# A mixture of potassium hydroxide and potassium hydrogencarbonate was treated with an excess of hydrochloric acid.

A mixture of potassium hydroxide and potassium hydrogencarbonate was treated with an excess of hydrochloric acid.
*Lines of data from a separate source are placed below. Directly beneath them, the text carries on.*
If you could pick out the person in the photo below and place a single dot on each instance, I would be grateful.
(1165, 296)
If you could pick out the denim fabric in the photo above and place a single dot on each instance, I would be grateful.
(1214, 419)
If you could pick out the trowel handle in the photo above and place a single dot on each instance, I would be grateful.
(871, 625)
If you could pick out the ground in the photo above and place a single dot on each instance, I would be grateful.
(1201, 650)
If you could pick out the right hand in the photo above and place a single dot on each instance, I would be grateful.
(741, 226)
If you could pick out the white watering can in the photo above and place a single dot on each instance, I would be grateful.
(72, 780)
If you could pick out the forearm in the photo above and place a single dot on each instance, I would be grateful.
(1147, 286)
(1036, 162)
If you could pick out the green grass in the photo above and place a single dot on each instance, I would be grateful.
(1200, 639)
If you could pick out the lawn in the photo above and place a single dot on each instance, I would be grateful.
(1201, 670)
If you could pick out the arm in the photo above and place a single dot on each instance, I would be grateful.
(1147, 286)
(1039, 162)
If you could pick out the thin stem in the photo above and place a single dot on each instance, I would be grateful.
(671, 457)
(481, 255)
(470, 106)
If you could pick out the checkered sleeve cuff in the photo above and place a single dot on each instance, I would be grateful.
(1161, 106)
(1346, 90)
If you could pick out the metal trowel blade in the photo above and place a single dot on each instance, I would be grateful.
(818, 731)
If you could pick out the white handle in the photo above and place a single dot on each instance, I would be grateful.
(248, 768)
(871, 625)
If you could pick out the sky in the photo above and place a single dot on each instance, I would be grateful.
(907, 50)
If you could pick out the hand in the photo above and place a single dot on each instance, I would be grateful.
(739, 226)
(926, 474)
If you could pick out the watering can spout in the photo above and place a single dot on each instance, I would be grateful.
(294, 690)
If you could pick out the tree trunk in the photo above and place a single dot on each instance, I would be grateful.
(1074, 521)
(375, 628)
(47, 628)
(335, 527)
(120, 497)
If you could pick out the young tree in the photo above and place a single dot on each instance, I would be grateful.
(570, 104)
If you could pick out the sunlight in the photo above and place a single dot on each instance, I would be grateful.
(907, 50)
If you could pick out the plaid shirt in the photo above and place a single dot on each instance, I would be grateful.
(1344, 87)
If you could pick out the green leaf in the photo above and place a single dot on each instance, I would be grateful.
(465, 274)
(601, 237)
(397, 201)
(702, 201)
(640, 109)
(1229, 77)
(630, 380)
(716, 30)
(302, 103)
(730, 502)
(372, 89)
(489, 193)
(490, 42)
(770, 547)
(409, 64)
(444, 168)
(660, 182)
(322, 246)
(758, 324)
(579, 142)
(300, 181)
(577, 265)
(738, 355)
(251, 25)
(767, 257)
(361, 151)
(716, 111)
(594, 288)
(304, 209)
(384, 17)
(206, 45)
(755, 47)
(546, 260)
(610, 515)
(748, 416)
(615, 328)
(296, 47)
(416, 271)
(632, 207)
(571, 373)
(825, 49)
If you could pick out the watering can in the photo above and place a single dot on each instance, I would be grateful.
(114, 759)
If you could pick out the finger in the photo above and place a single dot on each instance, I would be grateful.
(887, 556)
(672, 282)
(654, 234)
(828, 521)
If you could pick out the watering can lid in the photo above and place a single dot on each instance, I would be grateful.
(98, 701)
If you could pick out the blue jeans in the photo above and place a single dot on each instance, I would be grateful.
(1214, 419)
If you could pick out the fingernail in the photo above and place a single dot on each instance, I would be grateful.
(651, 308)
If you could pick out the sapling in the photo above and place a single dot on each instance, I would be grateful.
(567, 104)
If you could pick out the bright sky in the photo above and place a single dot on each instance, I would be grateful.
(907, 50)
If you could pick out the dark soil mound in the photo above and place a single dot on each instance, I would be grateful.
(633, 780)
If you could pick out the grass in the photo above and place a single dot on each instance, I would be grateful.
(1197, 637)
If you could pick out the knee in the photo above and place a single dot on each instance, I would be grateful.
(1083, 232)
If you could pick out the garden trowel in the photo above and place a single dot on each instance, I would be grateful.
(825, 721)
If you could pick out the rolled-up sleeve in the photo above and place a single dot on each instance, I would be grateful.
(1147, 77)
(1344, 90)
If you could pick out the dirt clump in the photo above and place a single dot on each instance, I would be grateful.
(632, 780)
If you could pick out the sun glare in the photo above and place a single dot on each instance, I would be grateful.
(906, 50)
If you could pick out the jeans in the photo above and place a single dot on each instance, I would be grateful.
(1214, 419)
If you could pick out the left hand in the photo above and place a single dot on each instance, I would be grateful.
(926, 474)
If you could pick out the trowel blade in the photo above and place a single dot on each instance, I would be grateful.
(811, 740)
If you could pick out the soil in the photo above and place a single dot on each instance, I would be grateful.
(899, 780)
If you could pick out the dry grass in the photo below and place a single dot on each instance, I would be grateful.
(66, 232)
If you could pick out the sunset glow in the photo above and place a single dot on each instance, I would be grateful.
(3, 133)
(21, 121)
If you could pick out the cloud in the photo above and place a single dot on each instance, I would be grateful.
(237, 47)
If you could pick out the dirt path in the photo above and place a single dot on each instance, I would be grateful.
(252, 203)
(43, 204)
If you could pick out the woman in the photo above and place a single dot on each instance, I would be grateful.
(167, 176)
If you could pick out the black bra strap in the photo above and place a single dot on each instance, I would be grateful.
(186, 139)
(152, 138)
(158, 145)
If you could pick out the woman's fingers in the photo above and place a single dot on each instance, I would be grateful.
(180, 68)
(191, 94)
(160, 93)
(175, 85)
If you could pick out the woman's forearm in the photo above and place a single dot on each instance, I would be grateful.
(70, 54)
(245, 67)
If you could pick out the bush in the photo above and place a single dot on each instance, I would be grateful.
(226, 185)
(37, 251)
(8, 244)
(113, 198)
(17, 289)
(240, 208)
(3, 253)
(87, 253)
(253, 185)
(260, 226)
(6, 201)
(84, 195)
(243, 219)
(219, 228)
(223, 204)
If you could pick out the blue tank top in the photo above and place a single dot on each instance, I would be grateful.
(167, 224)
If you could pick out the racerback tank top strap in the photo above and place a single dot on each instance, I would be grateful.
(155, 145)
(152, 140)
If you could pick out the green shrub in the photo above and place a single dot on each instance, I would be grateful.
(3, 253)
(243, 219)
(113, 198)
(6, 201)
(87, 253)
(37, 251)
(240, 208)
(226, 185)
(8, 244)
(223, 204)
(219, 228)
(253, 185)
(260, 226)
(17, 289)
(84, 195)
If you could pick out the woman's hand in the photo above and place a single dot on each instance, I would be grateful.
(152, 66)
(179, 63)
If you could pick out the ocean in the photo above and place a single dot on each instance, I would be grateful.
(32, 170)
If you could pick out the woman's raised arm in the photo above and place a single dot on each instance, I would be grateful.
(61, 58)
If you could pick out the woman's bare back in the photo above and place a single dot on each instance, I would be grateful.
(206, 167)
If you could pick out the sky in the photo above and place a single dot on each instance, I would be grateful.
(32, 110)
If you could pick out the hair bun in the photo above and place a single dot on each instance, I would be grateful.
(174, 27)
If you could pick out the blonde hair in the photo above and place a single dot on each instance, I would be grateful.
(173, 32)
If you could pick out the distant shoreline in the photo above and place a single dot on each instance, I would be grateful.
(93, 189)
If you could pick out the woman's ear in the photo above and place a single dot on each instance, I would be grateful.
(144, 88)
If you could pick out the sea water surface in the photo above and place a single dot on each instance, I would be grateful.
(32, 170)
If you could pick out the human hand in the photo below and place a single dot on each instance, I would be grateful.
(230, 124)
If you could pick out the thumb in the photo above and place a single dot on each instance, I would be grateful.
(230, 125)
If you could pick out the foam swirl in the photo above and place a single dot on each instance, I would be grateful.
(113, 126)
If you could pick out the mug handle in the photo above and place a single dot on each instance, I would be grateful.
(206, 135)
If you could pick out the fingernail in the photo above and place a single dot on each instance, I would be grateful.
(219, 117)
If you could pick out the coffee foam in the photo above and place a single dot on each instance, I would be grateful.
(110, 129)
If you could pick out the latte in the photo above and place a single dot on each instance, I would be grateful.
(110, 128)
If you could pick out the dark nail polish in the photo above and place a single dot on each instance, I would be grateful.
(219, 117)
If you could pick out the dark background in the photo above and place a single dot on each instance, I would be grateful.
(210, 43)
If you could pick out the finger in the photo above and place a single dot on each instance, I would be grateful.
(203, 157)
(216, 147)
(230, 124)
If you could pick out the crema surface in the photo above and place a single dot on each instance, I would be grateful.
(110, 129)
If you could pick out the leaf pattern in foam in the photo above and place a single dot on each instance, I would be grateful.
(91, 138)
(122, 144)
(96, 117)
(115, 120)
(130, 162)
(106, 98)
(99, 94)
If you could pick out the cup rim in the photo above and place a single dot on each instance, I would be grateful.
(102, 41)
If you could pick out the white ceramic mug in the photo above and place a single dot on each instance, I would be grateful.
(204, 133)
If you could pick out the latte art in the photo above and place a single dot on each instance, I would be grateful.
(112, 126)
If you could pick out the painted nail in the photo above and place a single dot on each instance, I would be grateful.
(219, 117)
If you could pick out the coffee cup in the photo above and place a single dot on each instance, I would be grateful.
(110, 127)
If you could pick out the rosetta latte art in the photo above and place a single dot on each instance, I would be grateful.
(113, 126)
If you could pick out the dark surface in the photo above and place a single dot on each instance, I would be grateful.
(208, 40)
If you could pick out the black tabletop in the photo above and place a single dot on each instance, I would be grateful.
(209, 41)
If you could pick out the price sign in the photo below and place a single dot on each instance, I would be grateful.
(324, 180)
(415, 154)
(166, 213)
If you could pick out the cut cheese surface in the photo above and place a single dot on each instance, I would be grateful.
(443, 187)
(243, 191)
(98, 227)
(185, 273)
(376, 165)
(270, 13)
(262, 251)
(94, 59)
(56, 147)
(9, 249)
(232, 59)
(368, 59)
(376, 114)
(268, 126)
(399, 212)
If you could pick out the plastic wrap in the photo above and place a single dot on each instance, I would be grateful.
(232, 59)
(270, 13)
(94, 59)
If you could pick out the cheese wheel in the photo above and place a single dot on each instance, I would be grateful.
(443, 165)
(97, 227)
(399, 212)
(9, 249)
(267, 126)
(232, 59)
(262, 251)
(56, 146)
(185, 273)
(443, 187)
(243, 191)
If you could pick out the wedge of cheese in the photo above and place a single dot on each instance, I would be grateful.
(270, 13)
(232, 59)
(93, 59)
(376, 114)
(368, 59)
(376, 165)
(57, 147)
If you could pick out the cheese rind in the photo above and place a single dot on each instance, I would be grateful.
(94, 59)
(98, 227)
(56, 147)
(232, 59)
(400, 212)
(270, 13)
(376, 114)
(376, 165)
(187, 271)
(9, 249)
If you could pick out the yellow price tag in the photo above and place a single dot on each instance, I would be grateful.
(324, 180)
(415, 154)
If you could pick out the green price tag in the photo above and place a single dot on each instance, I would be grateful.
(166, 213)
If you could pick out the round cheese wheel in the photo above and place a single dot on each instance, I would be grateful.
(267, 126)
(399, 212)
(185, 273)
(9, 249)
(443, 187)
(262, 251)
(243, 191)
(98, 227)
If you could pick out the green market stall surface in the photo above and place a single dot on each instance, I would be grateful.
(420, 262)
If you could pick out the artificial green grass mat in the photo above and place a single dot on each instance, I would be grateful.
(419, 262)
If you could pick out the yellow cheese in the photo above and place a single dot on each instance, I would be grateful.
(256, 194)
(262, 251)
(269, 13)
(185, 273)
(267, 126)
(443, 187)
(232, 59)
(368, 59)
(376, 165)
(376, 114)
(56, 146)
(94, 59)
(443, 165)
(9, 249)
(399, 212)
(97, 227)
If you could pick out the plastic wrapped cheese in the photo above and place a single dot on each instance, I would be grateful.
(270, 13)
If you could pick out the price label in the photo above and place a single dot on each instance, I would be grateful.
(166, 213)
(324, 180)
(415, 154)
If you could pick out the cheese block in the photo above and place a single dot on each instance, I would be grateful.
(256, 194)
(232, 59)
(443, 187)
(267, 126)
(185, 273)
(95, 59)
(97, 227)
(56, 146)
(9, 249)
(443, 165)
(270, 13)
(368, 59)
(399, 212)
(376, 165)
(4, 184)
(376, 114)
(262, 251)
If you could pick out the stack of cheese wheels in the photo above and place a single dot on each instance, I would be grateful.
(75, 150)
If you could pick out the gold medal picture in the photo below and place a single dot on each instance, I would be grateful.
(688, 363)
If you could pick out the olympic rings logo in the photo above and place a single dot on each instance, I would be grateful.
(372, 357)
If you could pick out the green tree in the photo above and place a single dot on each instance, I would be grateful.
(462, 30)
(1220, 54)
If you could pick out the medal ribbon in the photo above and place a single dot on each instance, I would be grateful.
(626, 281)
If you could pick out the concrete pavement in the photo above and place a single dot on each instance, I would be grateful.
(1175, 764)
This formed 29.8 g of potassium chloride and released 2.24 liters of gas. Calculate the mass fraction (%) of potassium bicarbonate in the mixture. KOH + HCl ex → KCl + H2O
KHCO3 + HCl ex → KCl + H2O + CO2 ↑
n (CO2) = 2.24 / 22.4 = 0.1 mol
m (KCl in the second reaction) = 0.1 x (39 + 35.5) = 7.45 g
m (KCl in the first reaction) = 29.8 – 7.45 = 22.35 g
n (KCl1) = 22.35 / 74.5 = 0.3 mol
m (mixtures KOH + KHCO3) = 0.1 x (39 + 1 + 12 + 48) + 0.3 x (39 + 1 + 16) = 0.1 x 100 + 0.3 x 56 = 10 + 16, 8 = 26.8 g
m (KHCO3) = 0.1 x 100 = 10 g
ω (KHCO3) = 10 / 26.8 x 100% = 37.3%
Answer: the mass fraction of bicarbonate in the mixture is 37.3%. Remember: The process of learning a person lasts a lifetime. The value of the same knowledge for different people may be different, it is determined by their individual characteristics and needs. Therefore, knowledge is always needed at any age and position.